Brewing in the apartment, my temperature control was primitive at best. For half of the year our thermostat was set at 66F which is a temperature that works for most ale yeasts. Occasionally I would move my fermenter to a warmer spot if I wanted to give my beer a diacetyl rest. In the spring and fall temperatures could swing quite a bit depending on the weather. From May to September the coolest the temperature would be was 76F. If I brewed in the summer I would have to use a Belgian yeast or a swamp cooler to cool my fermenting beer.

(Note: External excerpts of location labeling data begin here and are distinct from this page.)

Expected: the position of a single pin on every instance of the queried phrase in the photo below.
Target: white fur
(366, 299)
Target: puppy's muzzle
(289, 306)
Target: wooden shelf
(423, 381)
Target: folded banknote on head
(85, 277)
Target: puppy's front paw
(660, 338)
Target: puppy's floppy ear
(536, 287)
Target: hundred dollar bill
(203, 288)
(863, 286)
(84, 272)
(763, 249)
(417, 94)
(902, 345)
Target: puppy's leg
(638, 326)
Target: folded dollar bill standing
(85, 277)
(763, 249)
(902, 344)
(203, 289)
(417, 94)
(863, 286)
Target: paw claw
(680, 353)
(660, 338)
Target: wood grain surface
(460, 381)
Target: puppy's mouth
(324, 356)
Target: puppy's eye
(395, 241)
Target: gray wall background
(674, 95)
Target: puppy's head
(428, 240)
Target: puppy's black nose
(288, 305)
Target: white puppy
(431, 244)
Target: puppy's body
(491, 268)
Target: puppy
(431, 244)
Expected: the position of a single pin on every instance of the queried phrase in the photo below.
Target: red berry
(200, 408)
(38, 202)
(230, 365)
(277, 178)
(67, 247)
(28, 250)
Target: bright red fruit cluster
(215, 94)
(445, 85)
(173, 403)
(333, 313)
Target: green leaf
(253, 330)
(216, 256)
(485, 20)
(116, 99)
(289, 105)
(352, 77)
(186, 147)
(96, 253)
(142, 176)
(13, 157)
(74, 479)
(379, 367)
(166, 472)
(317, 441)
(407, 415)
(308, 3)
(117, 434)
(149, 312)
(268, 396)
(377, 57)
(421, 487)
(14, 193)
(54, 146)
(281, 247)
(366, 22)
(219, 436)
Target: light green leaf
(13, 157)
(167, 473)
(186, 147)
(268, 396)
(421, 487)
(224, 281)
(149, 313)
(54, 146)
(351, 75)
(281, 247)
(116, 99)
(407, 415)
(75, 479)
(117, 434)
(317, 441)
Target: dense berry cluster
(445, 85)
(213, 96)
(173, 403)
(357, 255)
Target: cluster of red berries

|Leveling the fridges on my uneven floors was the biggest
In our house I have had a little bit more control. My basement is fairly cool. In the winter the basement ranges from 50-55F, perfect for brewing lagers. If I want to brew an ales in the winter I will use a heat wrap. In the summer the warmest temperature in the basement is 70F which works for most ales. For the most part I have brewed seasonally. In the winter I brew as many lagers as I can to last during the summer.
Although I can brew almost any style depending on the time of year, , what I haven’t been able to do is have precise temperature control below the ambient temperature. I couldn’t cold crash unless I made room in my keezer. That made achieving brilliant clarity very difficult. I also couldn’t do true lagering where the temperature is slowly ramped down a few degrees at a time until reaching near freezing temperatures. That is until now!

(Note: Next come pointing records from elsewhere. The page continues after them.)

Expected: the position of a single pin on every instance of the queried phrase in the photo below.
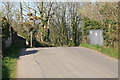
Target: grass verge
(9, 61)
(113, 52)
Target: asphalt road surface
(65, 62)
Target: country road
(65, 62)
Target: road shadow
(25, 52)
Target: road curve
(65, 62)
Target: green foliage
(5, 32)
(113, 52)
(90, 24)
(9, 62)
(110, 33)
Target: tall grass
(9, 61)
(113, 52)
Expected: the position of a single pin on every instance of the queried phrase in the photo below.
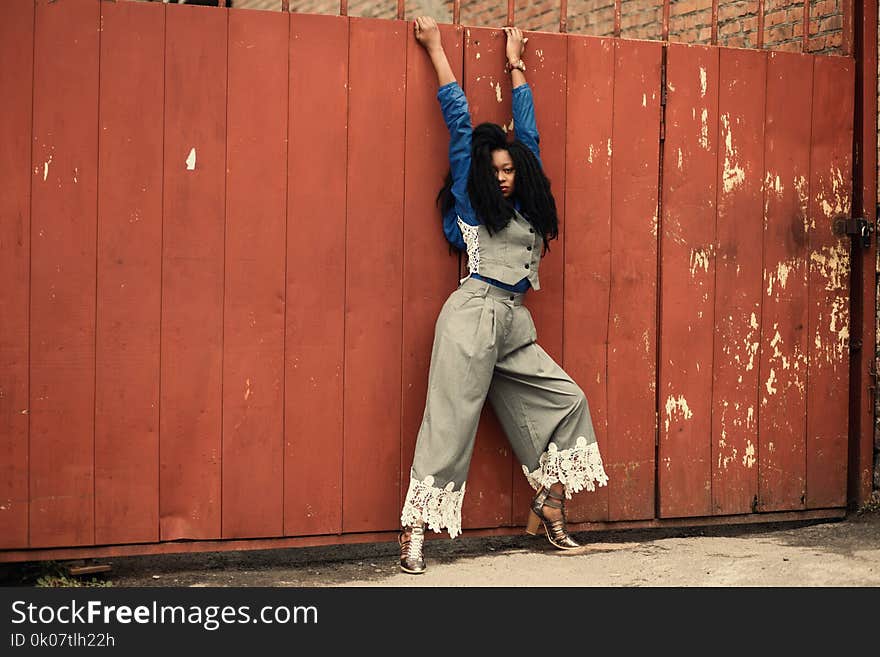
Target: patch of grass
(54, 574)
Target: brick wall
(690, 21)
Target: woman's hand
(516, 43)
(427, 33)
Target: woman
(496, 205)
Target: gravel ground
(838, 553)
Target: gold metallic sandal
(557, 534)
(411, 540)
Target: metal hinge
(872, 389)
(854, 227)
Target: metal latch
(855, 227)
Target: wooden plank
(315, 315)
(374, 266)
(687, 292)
(430, 271)
(16, 87)
(547, 55)
(192, 272)
(783, 371)
(129, 273)
(589, 114)
(738, 277)
(632, 313)
(489, 497)
(63, 226)
(253, 315)
(829, 282)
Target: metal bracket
(854, 227)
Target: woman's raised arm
(428, 35)
(525, 128)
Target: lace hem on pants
(438, 508)
(577, 468)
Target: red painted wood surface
(315, 312)
(192, 273)
(253, 315)
(374, 266)
(129, 269)
(16, 87)
(828, 333)
(738, 280)
(547, 55)
(632, 312)
(489, 497)
(587, 281)
(63, 225)
(783, 370)
(687, 293)
(430, 271)
(240, 301)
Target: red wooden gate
(223, 273)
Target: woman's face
(502, 167)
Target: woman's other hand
(427, 33)
(516, 43)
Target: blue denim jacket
(456, 114)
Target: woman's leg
(462, 361)
(546, 417)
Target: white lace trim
(577, 468)
(436, 507)
(471, 236)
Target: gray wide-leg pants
(484, 345)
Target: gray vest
(507, 256)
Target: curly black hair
(531, 185)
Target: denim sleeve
(457, 116)
(524, 126)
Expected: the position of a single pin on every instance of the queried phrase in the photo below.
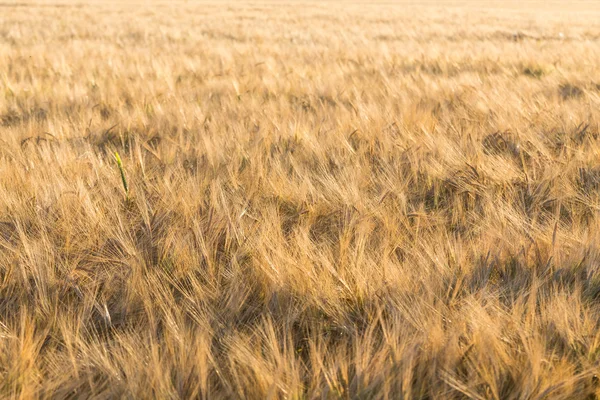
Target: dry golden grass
(326, 200)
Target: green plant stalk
(122, 170)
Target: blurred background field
(325, 200)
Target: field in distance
(318, 200)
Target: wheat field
(324, 200)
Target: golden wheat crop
(324, 200)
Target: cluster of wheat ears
(300, 200)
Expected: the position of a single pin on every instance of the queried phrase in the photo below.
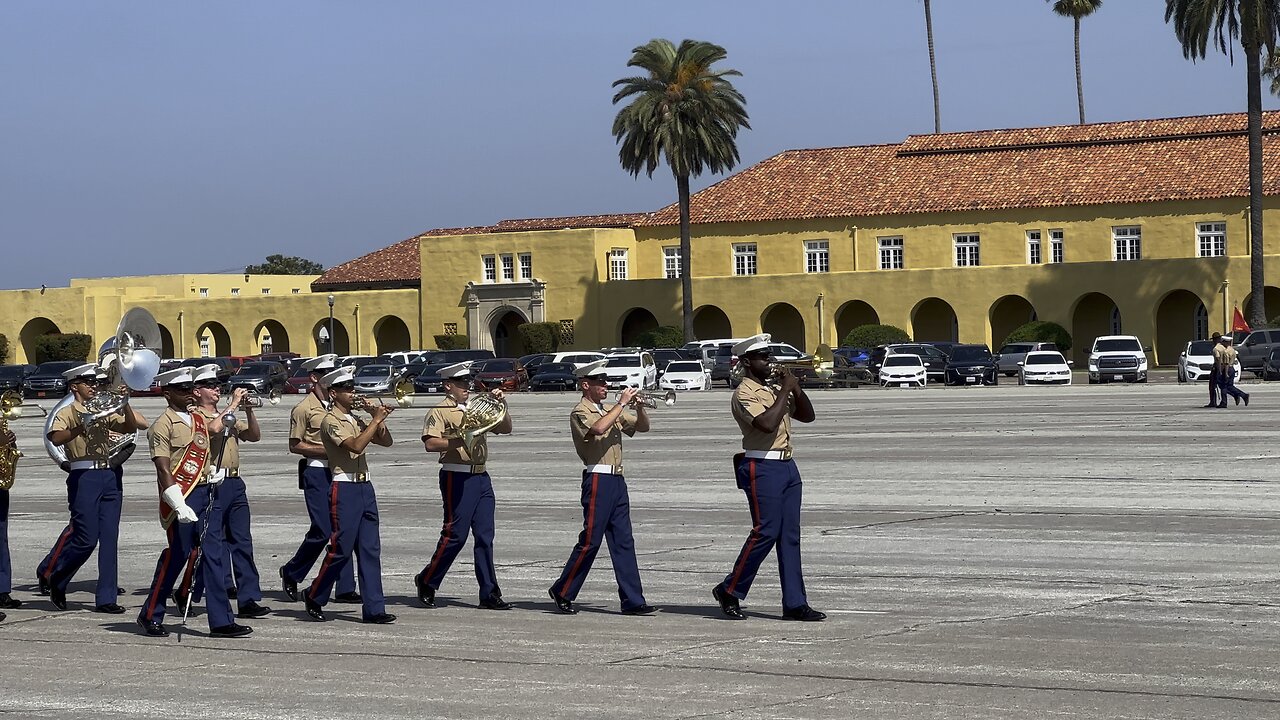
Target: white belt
(768, 454)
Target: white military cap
(176, 377)
(456, 370)
(321, 363)
(592, 369)
(753, 343)
(87, 369)
(205, 373)
(344, 374)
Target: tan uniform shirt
(749, 400)
(442, 422)
(599, 450)
(336, 428)
(95, 443)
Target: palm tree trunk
(933, 68)
(1079, 82)
(1257, 286)
(686, 276)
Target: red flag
(1238, 323)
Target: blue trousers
(94, 499)
(469, 507)
(606, 515)
(355, 534)
(183, 538)
(315, 491)
(773, 493)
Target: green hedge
(1041, 331)
(58, 346)
(871, 336)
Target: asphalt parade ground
(982, 552)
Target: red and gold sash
(191, 468)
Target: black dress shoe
(232, 630)
(152, 628)
(561, 604)
(291, 587)
(728, 604)
(494, 602)
(425, 592)
(804, 614)
(252, 610)
(314, 609)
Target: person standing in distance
(769, 478)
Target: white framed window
(671, 261)
(1210, 240)
(1033, 247)
(817, 256)
(744, 259)
(1127, 242)
(890, 253)
(618, 264)
(967, 250)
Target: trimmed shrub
(1041, 331)
(63, 346)
(871, 336)
(664, 336)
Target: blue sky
(165, 136)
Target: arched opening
(506, 338)
(272, 337)
(635, 322)
(338, 343)
(785, 324)
(391, 335)
(1095, 314)
(711, 323)
(1178, 317)
(854, 314)
(933, 319)
(1008, 314)
(35, 328)
(213, 340)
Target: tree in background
(1255, 23)
(1077, 9)
(284, 265)
(682, 112)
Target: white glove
(172, 496)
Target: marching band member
(606, 507)
(314, 479)
(355, 506)
(92, 491)
(181, 451)
(466, 491)
(769, 478)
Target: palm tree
(1077, 9)
(682, 112)
(1255, 23)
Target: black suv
(970, 364)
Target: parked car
(1011, 355)
(905, 369)
(1045, 367)
(970, 364)
(504, 373)
(1196, 361)
(685, 374)
(553, 376)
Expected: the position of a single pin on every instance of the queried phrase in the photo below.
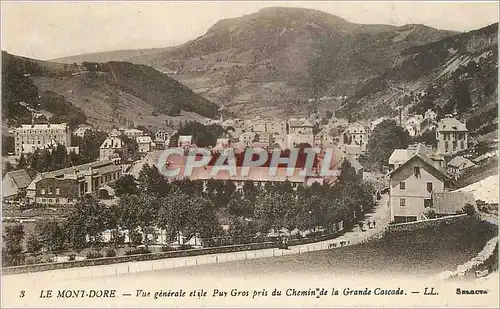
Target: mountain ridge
(273, 61)
(105, 95)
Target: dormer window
(416, 171)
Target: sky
(47, 30)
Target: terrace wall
(417, 225)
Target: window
(416, 171)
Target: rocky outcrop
(474, 263)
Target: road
(380, 215)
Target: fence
(186, 257)
(157, 265)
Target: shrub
(110, 253)
(134, 251)
(167, 249)
(94, 255)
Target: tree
(13, 237)
(126, 185)
(89, 217)
(386, 137)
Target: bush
(135, 251)
(30, 260)
(94, 255)
(110, 253)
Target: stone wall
(412, 226)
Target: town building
(294, 140)
(451, 135)
(357, 133)
(14, 184)
(264, 137)
(111, 147)
(459, 165)
(80, 131)
(430, 115)
(30, 137)
(185, 141)
(247, 138)
(66, 185)
(412, 185)
(162, 139)
(144, 144)
(133, 133)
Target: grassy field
(421, 253)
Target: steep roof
(438, 171)
(20, 177)
(452, 202)
(461, 162)
(451, 124)
(398, 156)
(112, 142)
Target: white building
(30, 137)
(133, 133)
(452, 136)
(300, 126)
(185, 141)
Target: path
(380, 215)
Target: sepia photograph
(257, 154)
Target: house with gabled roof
(412, 185)
(452, 136)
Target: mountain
(273, 61)
(102, 94)
(458, 74)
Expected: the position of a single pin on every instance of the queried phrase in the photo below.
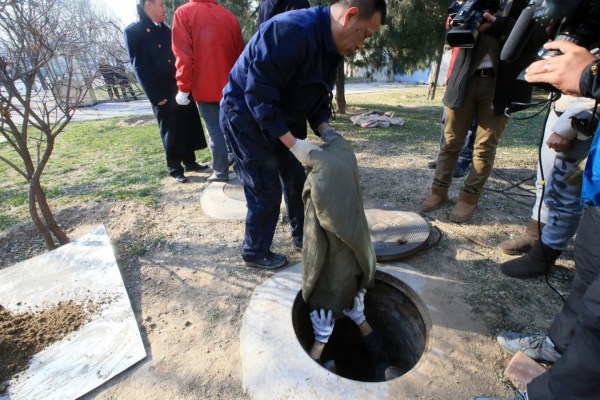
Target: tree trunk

Ray Pickup, the co-founder of Rockport Brewing Company is transitioning from homebrewer to commercial brewer. For his homebrews, Ray modified two mini-fridges to be able to fit fermenters. Ray removed all of the shelving on the doors, and bent the metal freezer compartments down so they pivoted against the back wall of the refrigerators. Now that Ray is starting to brew commercially and will be brewing much larger batches, he had outgrown these fridges and I was able to buy them.
I am able to precisely control the temperature of my beer by:
- Plugging the refrigerator into a temperature controller. The controller I have can control both heating and cooling. The refrigerator naturally is plugged into the cooling outlet.
- Plugging a heat wrap into the heating outlet
- Use a stopper with a stainless steel thermowell which extends into the wort.
- Place the temperature probe into the thermowell which will measure the temperature inside the fermenter. This is more accurate than measuring the temperature of the outside of the fermenter.
- Set my desired temperature on the controller.
|A six gallon carboy with airlock just fits|
|The controller displays the current temp and set temp|
The hope is that these fridges will allow me to make clearer and more consistent beer. I also like having two separate fridges which allows me to separately control two batches at once. Oh, and I can now brew almost any style I want at any time I want.